Nasce l’asse Chioggia-New York: il sindaco Armelao invita il collega Usa

Mercoledì 26 Gennaio 2022 di Diego Degan
Il sindaco di Chioggia Mauro Armelao

CHIOGGIA - Lunedì pomeriggio, alla radio italiana di New York, nei prossimi giorni in televisione con la trasmissione “Sì, viaggiare” (Rai2), registrata lunedì mattina: il sindaco, Mauro Armelao, sta facendo da Cicerone, alla riscoperta della città, per autorevoli testate che stanno dando a Chioggia una rilevanza mediatica senza precedenti. Diceva Andy Warhol che tutti sono destinati ad avere il loro quarto d’ora di celebrità e, sarà un caso, appena conclusa la mostra chioggiotta dedicata al fondatore della pop-art, la città è salita alla ribalta internazionale, con l’autorevole assist del New York Times che l’ha messa al primo posto tra le città da visitare nel 2022. Sono seguite altre citazioni su telegiornali, quotidiani e riviste che, da un lato, fanno sperare almeno il piazzamento tra le prime 10 città italiane che concorrono al titolo di Capitale della Cultura 2024 (lo sapremo il 2 febbraio); dall’altro potrebbero essere un potente incentivo a visitare Chioggia, sia per gli statunitensi (molti dei quali, non va dimenticato, sono di origine italiana), sia per turisti di altre nazionalità, dato che l’America fa sempre tendenza. Qualche segnale nelle prenotazioni ci sarebbe già stato.

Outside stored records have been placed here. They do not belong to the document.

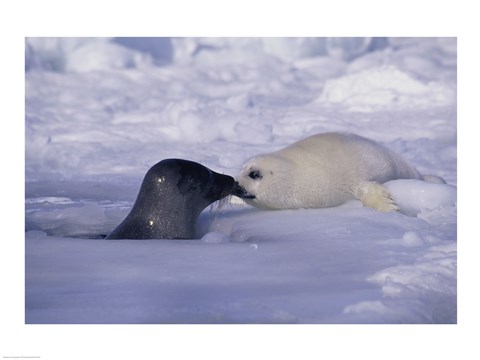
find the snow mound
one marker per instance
(385, 86)
(417, 196)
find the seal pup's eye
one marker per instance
(255, 175)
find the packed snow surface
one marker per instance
(101, 111)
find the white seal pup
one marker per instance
(172, 195)
(325, 170)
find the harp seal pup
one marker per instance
(172, 195)
(325, 170)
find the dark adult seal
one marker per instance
(173, 194)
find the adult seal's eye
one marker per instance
(255, 175)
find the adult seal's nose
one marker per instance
(240, 191)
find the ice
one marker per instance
(99, 112)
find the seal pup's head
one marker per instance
(172, 195)
(267, 182)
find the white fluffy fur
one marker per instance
(325, 170)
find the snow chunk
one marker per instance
(414, 196)
(384, 86)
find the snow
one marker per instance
(101, 111)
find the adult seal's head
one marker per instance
(173, 194)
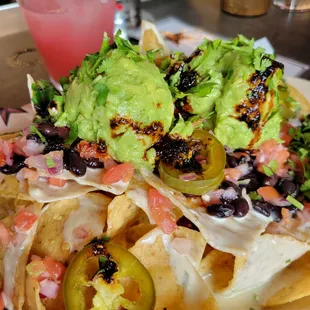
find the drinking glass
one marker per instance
(293, 5)
(65, 30)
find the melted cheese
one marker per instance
(11, 260)
(232, 235)
(90, 216)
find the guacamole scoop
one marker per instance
(121, 98)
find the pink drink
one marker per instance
(66, 30)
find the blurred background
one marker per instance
(280, 25)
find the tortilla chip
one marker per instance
(9, 188)
(32, 295)
(220, 266)
(233, 235)
(292, 284)
(41, 191)
(55, 236)
(299, 97)
(170, 269)
(151, 39)
(122, 212)
(300, 304)
(14, 269)
(269, 256)
(138, 193)
(49, 238)
(128, 238)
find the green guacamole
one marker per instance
(125, 102)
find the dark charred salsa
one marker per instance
(250, 110)
(179, 153)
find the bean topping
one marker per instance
(241, 207)
(221, 211)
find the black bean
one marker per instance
(93, 163)
(287, 187)
(262, 208)
(271, 181)
(185, 222)
(34, 137)
(232, 161)
(256, 180)
(48, 129)
(63, 132)
(293, 211)
(221, 211)
(227, 184)
(76, 164)
(275, 213)
(18, 164)
(54, 144)
(241, 207)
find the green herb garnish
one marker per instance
(295, 202)
(255, 196)
(271, 168)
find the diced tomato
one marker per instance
(232, 174)
(57, 182)
(268, 193)
(54, 269)
(6, 236)
(272, 151)
(123, 172)
(24, 220)
(161, 210)
(45, 269)
(30, 174)
(1, 302)
(285, 133)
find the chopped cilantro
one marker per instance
(267, 171)
(291, 131)
(295, 202)
(273, 165)
(291, 164)
(49, 162)
(105, 47)
(73, 134)
(271, 168)
(102, 93)
(291, 173)
(229, 73)
(255, 196)
(35, 131)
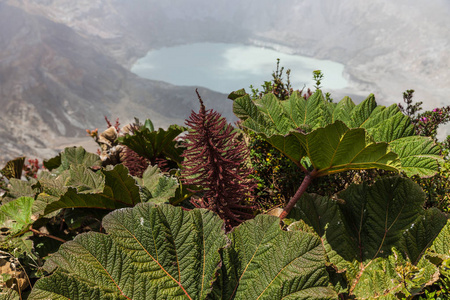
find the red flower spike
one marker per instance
(215, 160)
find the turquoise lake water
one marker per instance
(229, 67)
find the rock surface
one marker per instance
(65, 64)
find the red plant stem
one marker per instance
(47, 235)
(298, 194)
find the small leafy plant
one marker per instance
(215, 160)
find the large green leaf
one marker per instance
(149, 253)
(164, 252)
(153, 144)
(372, 128)
(120, 190)
(361, 229)
(13, 168)
(336, 148)
(155, 186)
(16, 215)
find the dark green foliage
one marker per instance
(437, 188)
(13, 168)
(154, 145)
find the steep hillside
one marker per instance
(55, 83)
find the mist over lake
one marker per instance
(228, 67)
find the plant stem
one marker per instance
(47, 235)
(305, 183)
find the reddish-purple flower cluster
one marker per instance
(214, 160)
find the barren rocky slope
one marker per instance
(64, 64)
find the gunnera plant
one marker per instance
(215, 160)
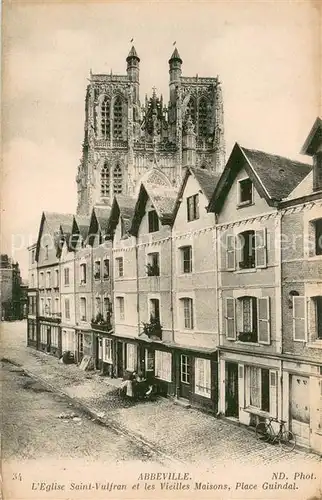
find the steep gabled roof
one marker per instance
(273, 176)
(102, 215)
(206, 180)
(162, 198)
(57, 222)
(314, 139)
(122, 206)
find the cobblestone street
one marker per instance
(160, 428)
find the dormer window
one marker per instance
(153, 221)
(245, 195)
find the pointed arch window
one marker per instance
(191, 110)
(105, 180)
(105, 117)
(117, 180)
(202, 116)
(117, 124)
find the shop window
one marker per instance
(259, 388)
(203, 377)
(107, 351)
(130, 357)
(184, 369)
(163, 365)
(83, 311)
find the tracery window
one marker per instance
(105, 117)
(117, 124)
(117, 180)
(105, 180)
(191, 110)
(202, 116)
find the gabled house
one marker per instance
(32, 337)
(69, 238)
(151, 227)
(120, 354)
(101, 321)
(47, 257)
(301, 254)
(194, 296)
(248, 239)
(83, 287)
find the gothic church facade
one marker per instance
(126, 142)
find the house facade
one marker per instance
(32, 330)
(302, 301)
(250, 281)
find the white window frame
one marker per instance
(130, 357)
(203, 377)
(107, 350)
(244, 203)
(192, 314)
(83, 300)
(163, 365)
(230, 249)
(263, 320)
(182, 248)
(230, 318)
(304, 319)
(66, 275)
(120, 299)
(67, 309)
(118, 261)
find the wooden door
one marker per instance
(300, 408)
(232, 406)
(185, 376)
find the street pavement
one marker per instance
(159, 430)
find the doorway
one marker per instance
(231, 392)
(185, 376)
(119, 358)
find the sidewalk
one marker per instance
(184, 434)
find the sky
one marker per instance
(265, 53)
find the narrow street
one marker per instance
(49, 410)
(37, 423)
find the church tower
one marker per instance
(126, 142)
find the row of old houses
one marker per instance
(214, 289)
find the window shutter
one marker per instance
(230, 319)
(230, 253)
(299, 318)
(273, 380)
(260, 248)
(263, 322)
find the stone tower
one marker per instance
(126, 141)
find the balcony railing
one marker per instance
(152, 270)
(248, 337)
(153, 328)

E Armelao, nel suo intervento alla Icn (Italian communication network) Radio di New York, ha fatto il possibile per incoraggiare questo segnale. «Chioggia è una città accogliente, allegra e vivace – ha detto – siamo pronti a ricevere tutti, la città è bellissima e si mangia benissimo in tutti i nostri ristoranti». E, con la collaborazione del concittadino Fabio Casson cultore di storia locale (ha fondato la pagina facebook “chioggiapedia”), Armelao ha messo in rilievo la storia di Chioggia, dal mitico fondatore Clodio, esule da Troia, alla guerra contro Genova, al fianco di Venezia; l’economia e le tradizioni della pesca, con digressioni su vongole, moeche e fasolari; i monumenti (l’orologio di sant’Andrea, in particolare), le chiese e i musei con i loro tesori d’arte; i “riti” del giorno d’oggi, spritz e tramezzini. Infine Armelao ha invitato i conduttori della trasmissione e il sindaco di New York a visitare Chioggia. Intanto l’associazione “Amare Chioggia” ricorda che i problemi cittadini continuano ad esserci e, senza volerli per forza segnalare agli estimatori di Chioggia, è meglio lavorare per risolverli, altrimenti si rischia qualche piccolo effetto boomerang. Parafrasando si potrebbe dire che il turista che si trovasse impossibilitato a parcheggiare o costretto allo slalom tra gli escrementi canini, non conserverebbe un buon ricordo di Chioggia. Ma, al di là di questo, l’associazione raccomanda di curare il decoro urbano, incrementare il verde, porre un freno all’edificazione incontrollata, altrimenti la bellezza di Chioggia non sarà per sempre.